I was working just outside of London at the time. I remember one of our co-workers walking out into the huddle that had gathered. She was talking about how her husband was on a call to colleagues in the US - in the WTC when the planes hit, and the line went dead.
Awful, awful day.
Nice picture, Andy. This is a lot like the view of the site that I have from my desk every day.
Of course we will not forget, but to me after 10 years it's fitting that the emphasis be on what's to come. I had only lived in NY for a few years when 9/11 happened, but my recollection of the WTC complex itself was that it seemed dropped, hulking and monolithic (or I guess you could say "duolithic" if that were a word) in the midst of lower Manhattan. It dominated the landscape in a way I don't, frankly, remember liking very much.

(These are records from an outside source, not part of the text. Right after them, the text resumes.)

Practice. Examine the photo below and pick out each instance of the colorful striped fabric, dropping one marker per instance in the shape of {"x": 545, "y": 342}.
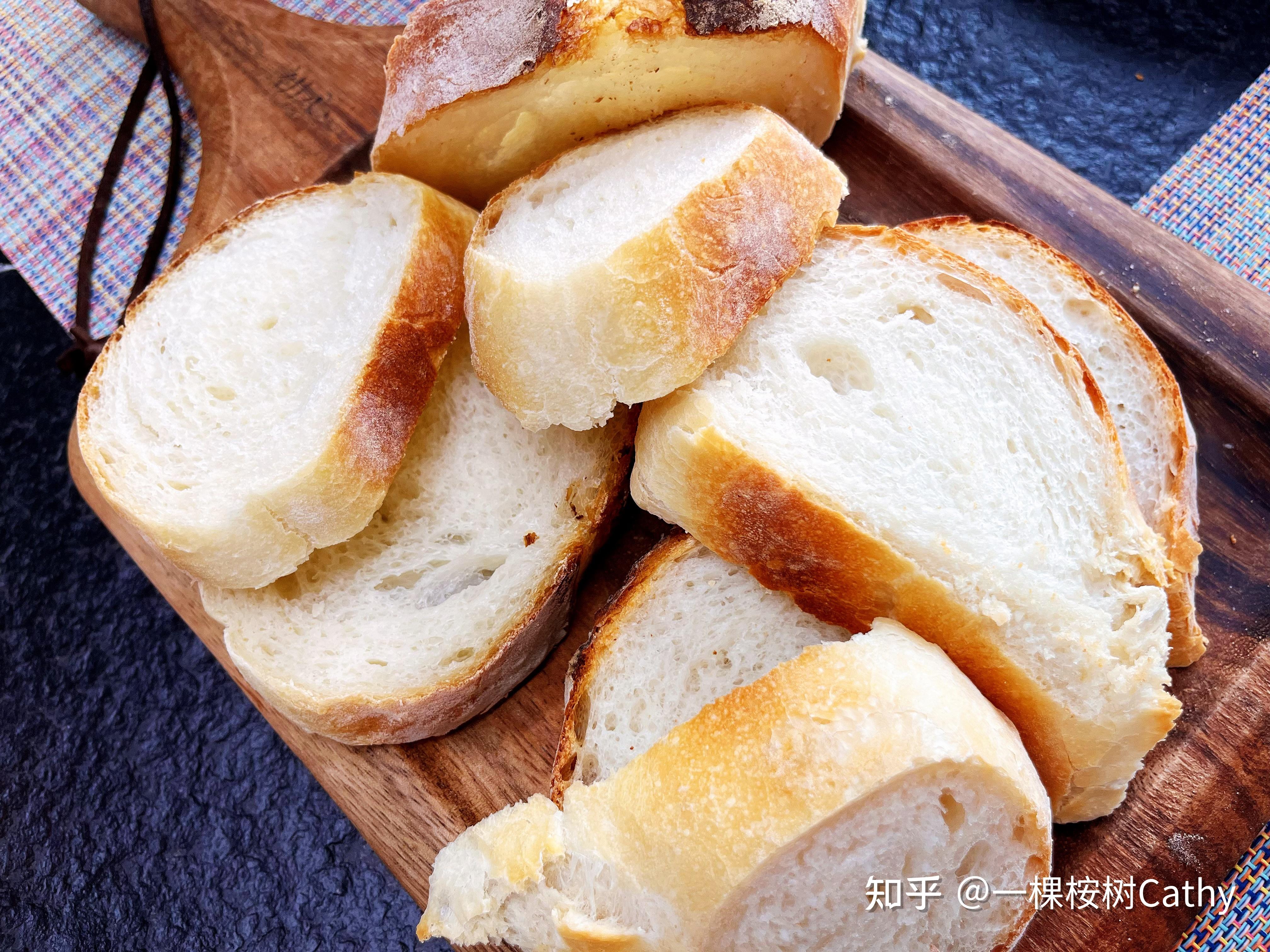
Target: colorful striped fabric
{"x": 1245, "y": 927}
{"x": 66, "y": 79}
{"x": 1217, "y": 197}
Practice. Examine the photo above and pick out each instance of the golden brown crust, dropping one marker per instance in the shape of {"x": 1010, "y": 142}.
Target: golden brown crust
{"x": 582, "y": 667}
{"x": 1179, "y": 520}
{"x": 454, "y": 49}
{"x": 685, "y": 289}
{"x": 487, "y": 680}
{"x": 335, "y": 496}
{"x": 793, "y": 540}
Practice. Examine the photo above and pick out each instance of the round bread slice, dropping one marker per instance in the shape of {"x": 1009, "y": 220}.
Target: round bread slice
{"x": 773, "y": 820}
{"x": 902, "y": 434}
{"x": 1141, "y": 393}
{"x": 260, "y": 399}
{"x": 619, "y": 271}
{"x": 686, "y": 629}
{"x": 481, "y": 92}
{"x": 456, "y": 589}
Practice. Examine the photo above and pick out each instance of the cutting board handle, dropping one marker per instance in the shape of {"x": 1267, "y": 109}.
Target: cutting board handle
{"x": 283, "y": 101}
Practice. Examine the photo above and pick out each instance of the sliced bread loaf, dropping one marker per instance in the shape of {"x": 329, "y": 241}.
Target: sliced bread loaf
{"x": 458, "y": 588}
{"x": 686, "y": 629}
{"x": 902, "y": 434}
{"x": 261, "y": 395}
{"x": 619, "y": 271}
{"x": 481, "y": 92}
{"x": 766, "y": 820}
{"x": 1141, "y": 391}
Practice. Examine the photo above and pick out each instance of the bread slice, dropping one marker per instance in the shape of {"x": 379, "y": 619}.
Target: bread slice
{"x": 686, "y": 629}
{"x": 759, "y": 823}
{"x": 482, "y": 92}
{"x": 1141, "y": 391}
{"x": 619, "y": 271}
{"x": 458, "y": 588}
{"x": 261, "y": 395}
{"x": 902, "y": 434}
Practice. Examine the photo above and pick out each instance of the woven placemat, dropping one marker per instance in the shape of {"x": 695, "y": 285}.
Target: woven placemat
{"x": 66, "y": 79}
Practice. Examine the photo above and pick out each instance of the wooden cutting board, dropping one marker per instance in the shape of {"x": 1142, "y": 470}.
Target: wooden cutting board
{"x": 284, "y": 101}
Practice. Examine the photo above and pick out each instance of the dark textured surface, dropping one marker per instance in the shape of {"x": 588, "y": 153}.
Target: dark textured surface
{"x": 144, "y": 804}
{"x": 1062, "y": 74}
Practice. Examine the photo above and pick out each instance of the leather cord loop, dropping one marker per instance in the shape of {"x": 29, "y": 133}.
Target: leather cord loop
{"x": 86, "y": 348}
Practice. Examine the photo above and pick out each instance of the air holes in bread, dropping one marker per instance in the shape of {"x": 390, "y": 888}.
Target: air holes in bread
{"x": 916, "y": 313}
{"x": 843, "y": 366}
{"x": 578, "y": 498}
{"x": 441, "y": 581}
{"x": 961, "y": 287}
{"x": 954, "y": 814}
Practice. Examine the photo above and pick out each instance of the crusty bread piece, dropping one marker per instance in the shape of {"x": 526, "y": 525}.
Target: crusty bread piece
{"x": 1141, "y": 391}
{"x": 260, "y": 399}
{"x": 686, "y": 629}
{"x": 902, "y": 434}
{"x": 458, "y": 588}
{"x": 759, "y": 823}
{"x": 481, "y": 92}
{"x": 619, "y": 271}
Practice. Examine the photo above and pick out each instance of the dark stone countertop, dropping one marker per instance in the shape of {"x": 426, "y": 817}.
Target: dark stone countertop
{"x": 145, "y": 805}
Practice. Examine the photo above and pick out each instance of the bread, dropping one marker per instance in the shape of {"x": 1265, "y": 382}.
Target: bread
{"x": 686, "y": 629}
{"x": 902, "y": 434}
{"x": 261, "y": 395}
{"x": 1142, "y": 394}
{"x": 619, "y": 271}
{"x": 481, "y": 92}
{"x": 759, "y": 823}
{"x": 458, "y": 588}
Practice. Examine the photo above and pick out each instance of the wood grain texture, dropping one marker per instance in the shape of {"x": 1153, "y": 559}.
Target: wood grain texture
{"x": 284, "y": 102}
{"x": 911, "y": 153}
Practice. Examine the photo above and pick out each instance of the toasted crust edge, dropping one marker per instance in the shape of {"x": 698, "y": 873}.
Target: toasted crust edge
{"x": 792, "y": 542}
{"x": 710, "y": 275}
{"x": 636, "y": 592}
{"x": 1180, "y": 524}
{"x": 440, "y": 709}
{"x": 353, "y": 473}
{"x": 456, "y": 49}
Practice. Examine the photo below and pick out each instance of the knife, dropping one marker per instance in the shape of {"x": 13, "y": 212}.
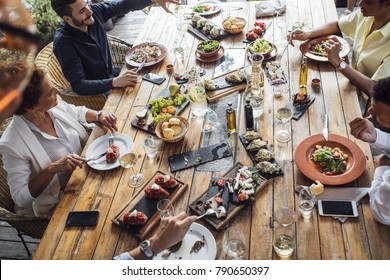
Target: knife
{"x": 325, "y": 131}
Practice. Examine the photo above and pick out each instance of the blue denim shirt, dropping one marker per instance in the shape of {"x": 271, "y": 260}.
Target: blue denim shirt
{"x": 85, "y": 58}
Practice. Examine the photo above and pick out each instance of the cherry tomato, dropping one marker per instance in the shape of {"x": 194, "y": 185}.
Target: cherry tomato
{"x": 241, "y": 197}
{"x": 220, "y": 183}
{"x": 218, "y": 200}
{"x": 258, "y": 30}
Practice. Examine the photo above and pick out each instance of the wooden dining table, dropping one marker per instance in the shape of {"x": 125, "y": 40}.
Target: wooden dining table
{"x": 317, "y": 238}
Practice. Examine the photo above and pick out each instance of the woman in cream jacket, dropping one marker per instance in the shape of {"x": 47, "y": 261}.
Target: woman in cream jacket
{"x": 37, "y": 145}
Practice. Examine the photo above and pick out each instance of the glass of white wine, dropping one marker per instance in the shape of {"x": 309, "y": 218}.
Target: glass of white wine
{"x": 234, "y": 243}
{"x": 284, "y": 114}
{"x": 128, "y": 161}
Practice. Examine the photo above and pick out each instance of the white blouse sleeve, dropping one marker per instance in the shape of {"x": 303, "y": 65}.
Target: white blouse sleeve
{"x": 380, "y": 195}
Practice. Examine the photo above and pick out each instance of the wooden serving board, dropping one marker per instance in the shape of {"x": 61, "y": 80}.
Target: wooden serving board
{"x": 148, "y": 206}
{"x": 216, "y": 94}
{"x": 219, "y": 223}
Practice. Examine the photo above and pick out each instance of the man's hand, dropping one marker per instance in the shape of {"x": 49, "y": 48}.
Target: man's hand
{"x": 332, "y": 48}
{"x": 381, "y": 160}
{"x": 129, "y": 78}
{"x": 109, "y": 121}
{"x": 163, "y": 4}
{"x": 363, "y": 129}
{"x": 171, "y": 231}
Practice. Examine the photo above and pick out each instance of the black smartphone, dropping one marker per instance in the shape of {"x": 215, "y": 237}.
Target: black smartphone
{"x": 82, "y": 218}
{"x": 337, "y": 208}
{"x": 154, "y": 78}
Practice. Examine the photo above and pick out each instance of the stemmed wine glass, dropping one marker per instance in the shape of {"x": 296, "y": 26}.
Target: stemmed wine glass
{"x": 234, "y": 243}
{"x": 284, "y": 114}
{"x": 128, "y": 161}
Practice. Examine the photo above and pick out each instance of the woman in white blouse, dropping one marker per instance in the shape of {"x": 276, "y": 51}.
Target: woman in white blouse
{"x": 37, "y": 144}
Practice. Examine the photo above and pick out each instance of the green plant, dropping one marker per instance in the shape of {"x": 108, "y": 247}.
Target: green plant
{"x": 45, "y": 19}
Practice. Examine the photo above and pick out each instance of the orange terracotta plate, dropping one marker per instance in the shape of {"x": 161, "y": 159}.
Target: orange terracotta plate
{"x": 355, "y": 165}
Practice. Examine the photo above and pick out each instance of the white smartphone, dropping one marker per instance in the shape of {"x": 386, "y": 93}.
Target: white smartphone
{"x": 340, "y": 208}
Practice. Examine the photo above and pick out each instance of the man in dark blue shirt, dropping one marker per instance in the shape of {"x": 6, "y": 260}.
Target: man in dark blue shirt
{"x": 81, "y": 46}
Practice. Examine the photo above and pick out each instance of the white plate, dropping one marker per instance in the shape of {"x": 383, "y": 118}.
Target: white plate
{"x": 195, "y": 233}
{"x": 211, "y": 3}
{"x": 99, "y": 146}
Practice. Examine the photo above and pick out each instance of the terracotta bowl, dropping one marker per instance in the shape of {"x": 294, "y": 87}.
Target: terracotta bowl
{"x": 177, "y": 138}
{"x": 209, "y": 54}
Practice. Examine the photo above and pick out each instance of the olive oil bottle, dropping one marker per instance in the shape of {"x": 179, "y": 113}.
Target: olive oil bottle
{"x": 231, "y": 118}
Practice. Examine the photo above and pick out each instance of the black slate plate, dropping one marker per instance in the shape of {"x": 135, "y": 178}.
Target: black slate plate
{"x": 146, "y": 205}
{"x": 206, "y": 154}
{"x": 214, "y": 189}
{"x": 151, "y": 129}
{"x": 252, "y": 156}
{"x": 299, "y": 109}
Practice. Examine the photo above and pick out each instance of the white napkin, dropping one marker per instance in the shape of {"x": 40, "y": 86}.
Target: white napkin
{"x": 269, "y": 8}
{"x": 354, "y": 194}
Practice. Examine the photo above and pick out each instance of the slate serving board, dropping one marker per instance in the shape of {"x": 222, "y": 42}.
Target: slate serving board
{"x": 189, "y": 159}
{"x": 151, "y": 129}
{"x": 252, "y": 157}
{"x": 148, "y": 206}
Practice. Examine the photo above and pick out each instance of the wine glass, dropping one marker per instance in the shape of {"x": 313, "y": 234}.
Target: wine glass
{"x": 284, "y": 114}
{"x": 234, "y": 243}
{"x": 128, "y": 161}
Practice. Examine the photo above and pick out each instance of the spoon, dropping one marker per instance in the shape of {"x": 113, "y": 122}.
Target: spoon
{"x": 208, "y": 212}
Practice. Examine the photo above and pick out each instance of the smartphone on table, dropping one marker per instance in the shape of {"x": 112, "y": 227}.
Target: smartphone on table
{"x": 341, "y": 208}
{"x": 82, "y": 218}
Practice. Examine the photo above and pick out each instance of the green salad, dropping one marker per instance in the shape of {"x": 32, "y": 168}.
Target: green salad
{"x": 331, "y": 160}
{"x": 208, "y": 46}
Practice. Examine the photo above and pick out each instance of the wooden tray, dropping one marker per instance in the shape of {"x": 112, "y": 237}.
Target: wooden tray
{"x": 218, "y": 224}
{"x": 149, "y": 206}
{"x": 151, "y": 129}
{"x": 216, "y": 94}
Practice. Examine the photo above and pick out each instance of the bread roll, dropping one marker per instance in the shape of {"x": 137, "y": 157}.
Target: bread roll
{"x": 165, "y": 125}
{"x": 176, "y": 128}
{"x": 168, "y": 133}
{"x": 174, "y": 121}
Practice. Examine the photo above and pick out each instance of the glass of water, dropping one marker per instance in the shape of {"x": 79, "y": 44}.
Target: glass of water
{"x": 234, "y": 243}
{"x": 306, "y": 203}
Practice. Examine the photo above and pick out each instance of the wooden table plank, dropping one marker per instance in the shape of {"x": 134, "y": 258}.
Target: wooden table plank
{"x": 316, "y": 238}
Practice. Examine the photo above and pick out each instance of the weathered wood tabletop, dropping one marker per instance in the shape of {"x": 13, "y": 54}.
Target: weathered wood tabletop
{"x": 107, "y": 191}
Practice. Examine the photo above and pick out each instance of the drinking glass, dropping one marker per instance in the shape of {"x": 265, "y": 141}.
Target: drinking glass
{"x": 165, "y": 208}
{"x": 284, "y": 114}
{"x": 128, "y": 161}
{"x": 233, "y": 243}
{"x": 306, "y": 203}
{"x": 151, "y": 146}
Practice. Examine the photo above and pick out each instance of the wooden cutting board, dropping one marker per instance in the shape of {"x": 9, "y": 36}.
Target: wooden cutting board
{"x": 148, "y": 206}
{"x": 216, "y": 94}
{"x": 220, "y": 223}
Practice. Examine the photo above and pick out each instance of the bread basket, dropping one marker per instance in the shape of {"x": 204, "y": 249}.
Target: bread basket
{"x": 176, "y": 138}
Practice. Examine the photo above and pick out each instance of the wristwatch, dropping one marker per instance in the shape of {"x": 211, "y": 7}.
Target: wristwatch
{"x": 145, "y": 248}
{"x": 341, "y": 66}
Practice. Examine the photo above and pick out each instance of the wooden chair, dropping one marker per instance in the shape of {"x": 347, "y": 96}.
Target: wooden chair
{"x": 32, "y": 226}
{"x": 47, "y": 61}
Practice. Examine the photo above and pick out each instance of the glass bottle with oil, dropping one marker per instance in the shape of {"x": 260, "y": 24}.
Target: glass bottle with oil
{"x": 231, "y": 118}
{"x": 303, "y": 78}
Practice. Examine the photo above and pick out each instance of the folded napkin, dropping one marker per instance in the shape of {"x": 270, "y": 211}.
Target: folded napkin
{"x": 269, "y": 8}
{"x": 353, "y": 194}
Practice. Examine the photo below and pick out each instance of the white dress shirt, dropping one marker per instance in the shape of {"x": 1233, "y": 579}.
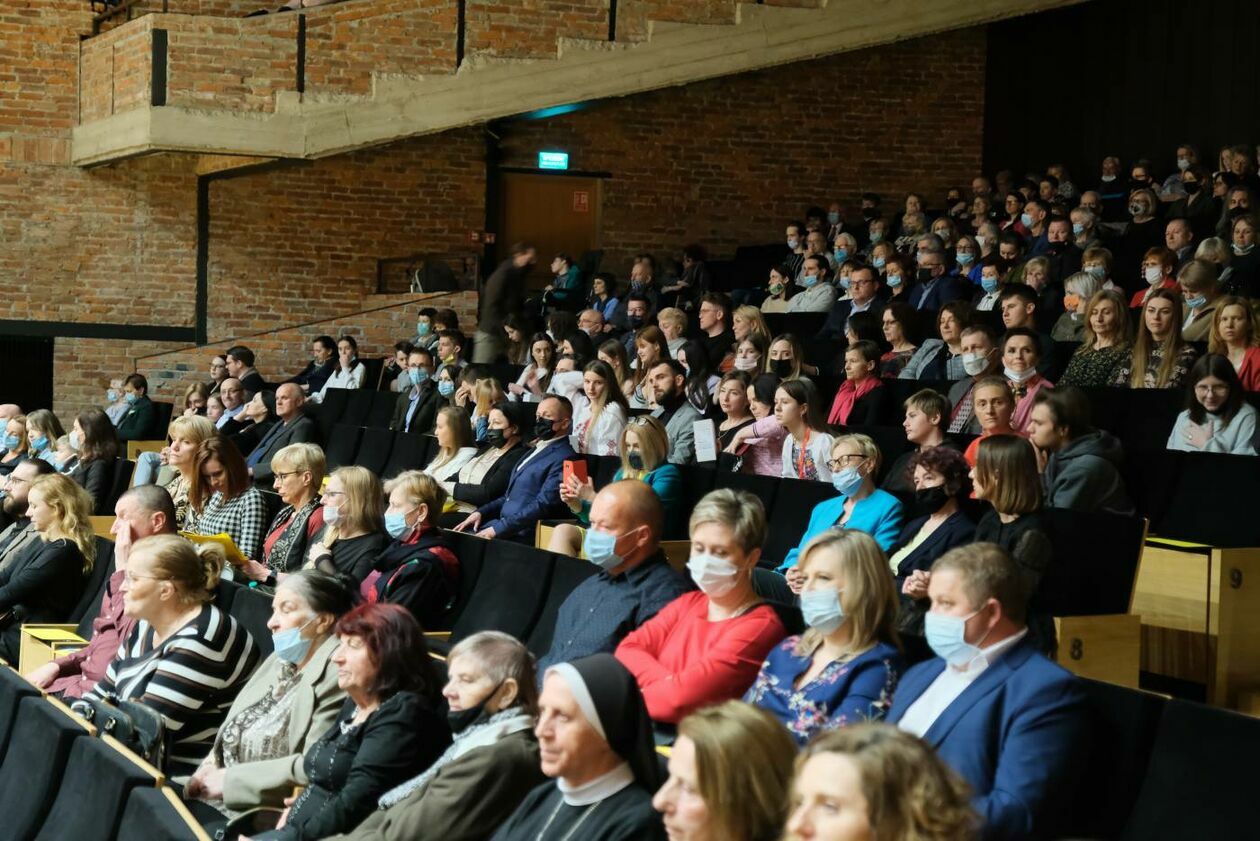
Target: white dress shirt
{"x": 922, "y": 714}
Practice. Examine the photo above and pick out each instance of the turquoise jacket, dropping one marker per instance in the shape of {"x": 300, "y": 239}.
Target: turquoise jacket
{"x": 878, "y": 515}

Even now, incomplete as it is (and long as it's taken to get to this point), the site is actually quite beautiful. It's breathtaking to catch a glimpse from the surrounding streets into the park at sunset, with the light caught on the great mirrors of the rising buildings. It brings space and greenery to an area that desperately needs it, and when finished I hope it will help connect what now seems a fragmented and, strangely, isolated area to the rest of the city. Despite the horror it recalls, it seems to me a fitting tribute to those who lost their lives there that, in reminding us of them, the site enriches the lives of those who now live and work nearby.